VTB Bank Plans $3.3Bln Moscow Share Sale

VTB, Russia's No. 2 bank, set out plans for a 100 billion ruble ($3.3 billion) share sale in Moscow, that could signal a desire to secure sources of funding if talks with sovereign wealth funds come to nothing.

VTB needs to raise its capital buffer to meet tighter regulatory requirements and give it freedom to make more loans to Russian consumers and businesses.

The long-planned share sale will take place via the Moscow Exchange, VTB chief executive Andrei Kostin said Friday, as the state-owned bank heeds a government call to promote the local stock market.

The sale, which is also part of a privatization drive by Russia, could reduce the state's 75.5 percent holding in the bank by up to 25 percent.

Yet VTB faces a formidable task in completing the issue, which would be the largest-ever secondary share sale in Moscow.

The bank finds its path to international markets blocked by a wariness toward Russia among some overseas investors, while talks with sovereign wealth funds (SWFs), such as those based in the oil-rich Middle East, on a direct stake sale have so far proved inconclusive.

Three people with direct knowledge of the matter said in February that Qatar's sovereign wealth fund had hired UBS to advise it on a possible $3 billion investment in VTB.

Kostin declined to comment on whether any SWFs, including Qatar's, would support the share issue as anchor investors. But he said the bank was setting an example for other Russian and former-Soviet Union-based companies to follow.

"Bank VTB … plans a wide-scale placement worth tens of billions of rubles. I think that our example will help other companies from Russia and [the Commonwealth of Independent States] to place here [in Moscow]," he told a conference.

VTB's tier-1 equity ratio stood at 9.3 percent in September, regarded by some analysts as relatively low given that bigger state rival Sberbank's is over 10 percent — constraining its capacity to write new loans and prompting the need for the share sale.

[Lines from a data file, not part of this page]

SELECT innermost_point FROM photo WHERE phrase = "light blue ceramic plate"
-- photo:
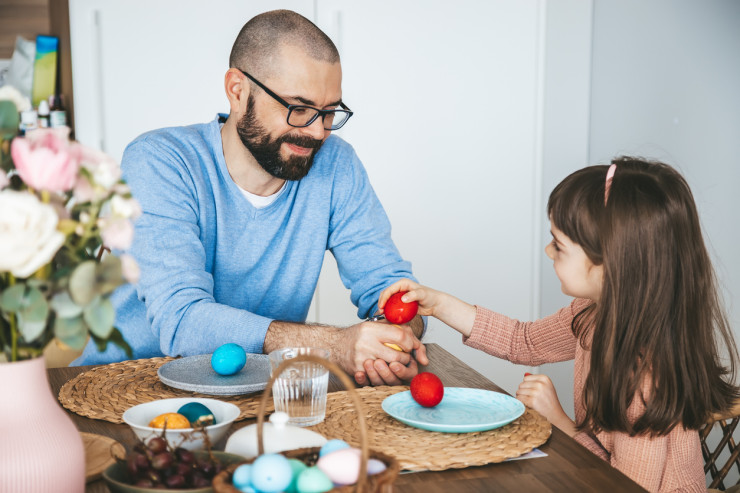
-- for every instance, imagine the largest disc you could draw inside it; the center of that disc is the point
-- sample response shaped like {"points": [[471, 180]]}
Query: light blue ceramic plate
{"points": [[462, 410], [194, 373]]}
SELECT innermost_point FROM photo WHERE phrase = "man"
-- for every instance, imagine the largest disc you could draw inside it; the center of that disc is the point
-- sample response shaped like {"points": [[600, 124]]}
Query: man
{"points": [[239, 212]]}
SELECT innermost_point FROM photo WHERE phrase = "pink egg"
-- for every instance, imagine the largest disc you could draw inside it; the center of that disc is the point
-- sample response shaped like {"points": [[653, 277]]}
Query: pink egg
{"points": [[341, 466]]}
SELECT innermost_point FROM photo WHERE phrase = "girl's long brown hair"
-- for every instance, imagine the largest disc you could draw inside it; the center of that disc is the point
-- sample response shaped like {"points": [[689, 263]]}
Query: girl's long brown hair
{"points": [[659, 316]]}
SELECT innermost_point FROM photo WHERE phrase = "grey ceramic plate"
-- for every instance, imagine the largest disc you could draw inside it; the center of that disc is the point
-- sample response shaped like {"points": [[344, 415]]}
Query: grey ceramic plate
{"points": [[195, 373]]}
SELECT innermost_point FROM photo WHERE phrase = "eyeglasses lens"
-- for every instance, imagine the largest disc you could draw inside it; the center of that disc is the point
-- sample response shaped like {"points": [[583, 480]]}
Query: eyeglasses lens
{"points": [[303, 116]]}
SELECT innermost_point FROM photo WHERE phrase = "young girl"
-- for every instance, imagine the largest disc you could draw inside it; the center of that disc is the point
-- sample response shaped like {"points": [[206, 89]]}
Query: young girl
{"points": [[644, 330]]}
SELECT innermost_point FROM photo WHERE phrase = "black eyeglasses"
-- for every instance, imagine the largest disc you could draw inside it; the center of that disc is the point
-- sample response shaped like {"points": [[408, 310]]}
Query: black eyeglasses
{"points": [[302, 116]]}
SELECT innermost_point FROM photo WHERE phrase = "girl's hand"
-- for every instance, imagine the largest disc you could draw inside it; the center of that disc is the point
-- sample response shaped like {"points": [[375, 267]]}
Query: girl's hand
{"points": [[538, 392], [450, 310]]}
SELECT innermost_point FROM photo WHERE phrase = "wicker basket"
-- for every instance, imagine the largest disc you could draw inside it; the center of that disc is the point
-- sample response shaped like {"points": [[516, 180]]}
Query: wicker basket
{"points": [[378, 483]]}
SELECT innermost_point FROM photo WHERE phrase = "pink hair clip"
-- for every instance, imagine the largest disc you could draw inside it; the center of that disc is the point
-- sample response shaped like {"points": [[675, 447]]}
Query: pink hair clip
{"points": [[609, 176]]}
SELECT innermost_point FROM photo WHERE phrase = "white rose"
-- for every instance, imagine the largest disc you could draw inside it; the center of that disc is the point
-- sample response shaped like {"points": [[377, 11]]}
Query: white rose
{"points": [[28, 233]]}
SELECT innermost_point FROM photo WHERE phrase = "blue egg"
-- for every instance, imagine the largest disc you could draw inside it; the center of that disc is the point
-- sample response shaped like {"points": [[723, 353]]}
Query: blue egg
{"points": [[332, 445], [228, 359], [314, 480], [197, 413], [242, 476], [271, 473], [297, 467]]}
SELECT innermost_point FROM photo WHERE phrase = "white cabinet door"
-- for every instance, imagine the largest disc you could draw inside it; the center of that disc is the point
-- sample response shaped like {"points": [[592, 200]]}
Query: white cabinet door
{"points": [[141, 64]]}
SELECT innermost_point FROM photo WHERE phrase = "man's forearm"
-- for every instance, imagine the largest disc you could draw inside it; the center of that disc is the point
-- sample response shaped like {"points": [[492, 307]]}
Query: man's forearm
{"points": [[289, 334]]}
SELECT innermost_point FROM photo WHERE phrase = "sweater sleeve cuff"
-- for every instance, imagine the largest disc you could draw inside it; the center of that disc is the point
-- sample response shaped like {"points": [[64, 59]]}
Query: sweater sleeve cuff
{"points": [[489, 332]]}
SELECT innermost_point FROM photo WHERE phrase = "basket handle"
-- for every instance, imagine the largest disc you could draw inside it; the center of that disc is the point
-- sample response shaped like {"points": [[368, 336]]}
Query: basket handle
{"points": [[336, 370]]}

First Deputy Prime Minister Igor Shuvalov told reporters in St. Petersburg that the sale could be done by fall once all investors were on board.

"We will do [the additional share placement] when we have a full pocket of investors. … We think it would be around 100 billion rubles," Shuvalov said. "We don't want do to it in parts. In principle, we can do it by autumn."

Asked whether talks with Qatar had failed, Shuvalov said: "We work with all potential investors who show interest in the bank."

Sources close to the matter said VTB had approached investment banks to arrange the offering but had not awarded any mandates.

The Russian state has compensated small-time investors who lost money on the flotation, but institutions have not received such favorable treatment and VTB is rated below Sberbank on many common measures.

The bank trades at a price-to-book value of about 0.9 times versus Sberbank at 1.4 times, according to brokerage Aton.

VTB also lags its rival on metrics such as return on equity, where Sberbank achieved 23.8 percent in the third quarter while VTB delivered 16.2 percent, and in terms of their cost-to-income ratio, where Sberbank's stood at 47.3 percent against VTB's 49.4 percent.

VTB's mistakes such as its value-destructive acquisition of Bank of Moscow in 2011 have also damaged it in some investors' eyes.